“(Bush) is doing what needs to be done to make the terrorists think twice before hitting us again.”
Bin Laden must be laughing in his rat cave as he hears that people believe such stupidity.
Let’s review. We attacked Afghanistan. So far so good. But then, instead of focusing on Bin Laden and al quaeda, we attacked Iraq. We attacked a country that had nothing to do with 9/11. We attacked a country that had less to do with terrorism than Syria, Iraq or Saudi Arabia. We spent hundreds of billions of dollars (trillions, probably, before it’s all over), thousands of American lives, tens of thousands of innocent Iraqi lives, maimed 10,000 Americans, lost much of our standing in the world and depleted a large part of the reservoir of the American people’s will to fight. And for what? It’s not a rhetorical question. Please tell me, for what?
All we seems to have come of attacking Iraq is a chance for terrorists to kill Americans. They’ve killed thousands of Americans in Iraq in the past few years. They don’t seem to have thought twice about it at all. They’ve come from all around the world to fight “the great infidel” in Iraq. They’re killing more Americans every day. Why go to America to kill Americans when they’re sitting ducks right in your own part of the world?

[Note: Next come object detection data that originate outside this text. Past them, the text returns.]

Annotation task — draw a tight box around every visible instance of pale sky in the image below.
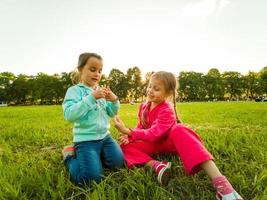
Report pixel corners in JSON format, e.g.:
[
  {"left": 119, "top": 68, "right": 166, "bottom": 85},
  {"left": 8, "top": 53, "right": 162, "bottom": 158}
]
[{"left": 0, "top": 0, "right": 267, "bottom": 75}]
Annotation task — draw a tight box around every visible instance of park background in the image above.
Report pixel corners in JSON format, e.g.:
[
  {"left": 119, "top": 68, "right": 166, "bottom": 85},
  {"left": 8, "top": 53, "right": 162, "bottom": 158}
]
[{"left": 0, "top": 0, "right": 267, "bottom": 200}]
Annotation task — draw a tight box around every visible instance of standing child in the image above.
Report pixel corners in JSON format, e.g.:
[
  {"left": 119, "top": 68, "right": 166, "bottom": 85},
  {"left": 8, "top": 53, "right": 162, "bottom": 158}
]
[
  {"left": 114, "top": 71, "right": 242, "bottom": 200},
  {"left": 62, "top": 53, "right": 124, "bottom": 185}
]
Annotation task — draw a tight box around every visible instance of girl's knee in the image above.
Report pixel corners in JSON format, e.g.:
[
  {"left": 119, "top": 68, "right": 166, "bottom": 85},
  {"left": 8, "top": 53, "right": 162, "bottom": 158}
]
[
  {"left": 107, "top": 153, "right": 124, "bottom": 169},
  {"left": 79, "top": 172, "right": 102, "bottom": 184}
]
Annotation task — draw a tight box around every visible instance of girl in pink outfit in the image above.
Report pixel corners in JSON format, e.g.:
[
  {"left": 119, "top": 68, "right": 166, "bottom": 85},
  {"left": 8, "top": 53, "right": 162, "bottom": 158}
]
[{"left": 114, "top": 71, "right": 242, "bottom": 200}]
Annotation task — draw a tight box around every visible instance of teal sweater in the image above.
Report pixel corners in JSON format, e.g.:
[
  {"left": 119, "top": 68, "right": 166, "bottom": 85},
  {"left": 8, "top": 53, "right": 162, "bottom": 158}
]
[{"left": 63, "top": 84, "right": 120, "bottom": 142}]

If we’d been willing to spend all those lives, all that money, all that will to fight, and all that international political capital on fighting the terrorists we should be after, I’d bet we’d have found the rat cave Bin Laden is hiding in by now. But we’re not focused on him. We’re focused on Iraq. Dick Cheney keeps talking about Iraq’s “long-established ties to al quaeda.” But he has absolutely no evidence to back up this claim, and him saying it doesn’t make it true. On September 12, 2001, Bush insisted that a tie be found between Iraq and the previous day’s attacks. Do you think he did this because he somehow knew of a connection, or because he and his PNAC/neocon cronies had been dying to attack Iraq for more than a decade? (Well, they weren’t willing to die for it, but they were willing to send others to their deaths for it.)

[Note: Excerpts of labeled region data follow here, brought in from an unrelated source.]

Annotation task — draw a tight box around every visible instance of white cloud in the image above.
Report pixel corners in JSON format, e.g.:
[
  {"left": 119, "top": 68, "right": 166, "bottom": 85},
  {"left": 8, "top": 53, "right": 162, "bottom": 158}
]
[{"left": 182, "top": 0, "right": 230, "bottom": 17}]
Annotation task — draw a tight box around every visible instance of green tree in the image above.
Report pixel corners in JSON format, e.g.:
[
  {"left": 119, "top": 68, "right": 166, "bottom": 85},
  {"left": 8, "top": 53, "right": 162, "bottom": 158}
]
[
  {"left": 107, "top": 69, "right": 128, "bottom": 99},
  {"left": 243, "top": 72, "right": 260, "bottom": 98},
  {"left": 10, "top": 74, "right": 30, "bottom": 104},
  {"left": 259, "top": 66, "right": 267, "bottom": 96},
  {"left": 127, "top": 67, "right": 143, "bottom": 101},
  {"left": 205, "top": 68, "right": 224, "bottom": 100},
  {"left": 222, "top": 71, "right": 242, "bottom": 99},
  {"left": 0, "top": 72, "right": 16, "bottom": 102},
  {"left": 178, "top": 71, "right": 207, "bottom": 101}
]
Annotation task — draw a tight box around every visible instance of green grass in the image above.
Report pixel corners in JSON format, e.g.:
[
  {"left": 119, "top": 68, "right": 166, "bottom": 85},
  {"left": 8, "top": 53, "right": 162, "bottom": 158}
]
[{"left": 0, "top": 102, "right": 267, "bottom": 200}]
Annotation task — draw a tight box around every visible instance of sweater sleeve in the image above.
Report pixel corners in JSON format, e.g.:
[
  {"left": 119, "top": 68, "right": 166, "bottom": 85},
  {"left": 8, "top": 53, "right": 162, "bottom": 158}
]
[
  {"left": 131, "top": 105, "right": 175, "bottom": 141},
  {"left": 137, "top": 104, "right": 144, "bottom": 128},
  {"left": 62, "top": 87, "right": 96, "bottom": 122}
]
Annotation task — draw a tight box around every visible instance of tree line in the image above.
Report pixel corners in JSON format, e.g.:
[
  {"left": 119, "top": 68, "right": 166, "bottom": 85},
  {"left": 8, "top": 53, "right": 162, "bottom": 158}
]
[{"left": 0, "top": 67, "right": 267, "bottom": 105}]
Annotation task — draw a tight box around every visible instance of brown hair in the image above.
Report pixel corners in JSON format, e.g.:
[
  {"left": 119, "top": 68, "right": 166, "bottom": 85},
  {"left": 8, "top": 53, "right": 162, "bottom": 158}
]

“we should have taken Iraq’s oil to pay for the war.” We have been and we are using Iraq’s oil to pay for the war. And the “weaklings” (please explain how bleeding hearts are weaklings, but those who would blindly and weakly follow an obviously ignorant and foolish man towards the destruction of this great country are not) generally had nothing bad to say about it. The total economic impact of the war could be up to 40 times what the administration originally estimated it would cost. Not 40% more, 40 times, or 4,000% more. So the problem isn’t weaklings not wanting to use oil, the problem is that there is not enough oil to pay for the real cost of the war because an arrogant, ignorant, short-sighted administration thought things would go better than they did, despite evidence to the contrary, and didn’t see the probable outcome of the war despite the foresight of wiser men. The outcome was not unforeseeable.
George Bush Sr. on invading Iraq from “A World Transformed,” published well before his son became president:
“We would have been forced to occupy Baghdad and, in effect rule Iraq. The coalition would have instantly collapsed. … Going in and thus unilaterally exceeding the United Nations mandate would have destroyed the precedent of international response to aggression we hoped to establish.
“Had we gone the invasion route, the United States could conceivably still be an occupying power in a bitterly hostile land. It would have been a dramatically different — and perhaps barren — outcome.”
“Incalculable human and political costs” would have been the result.”
Incalculable is right on the money. Ahh, the good old days when a Bush with some sense ruled the land.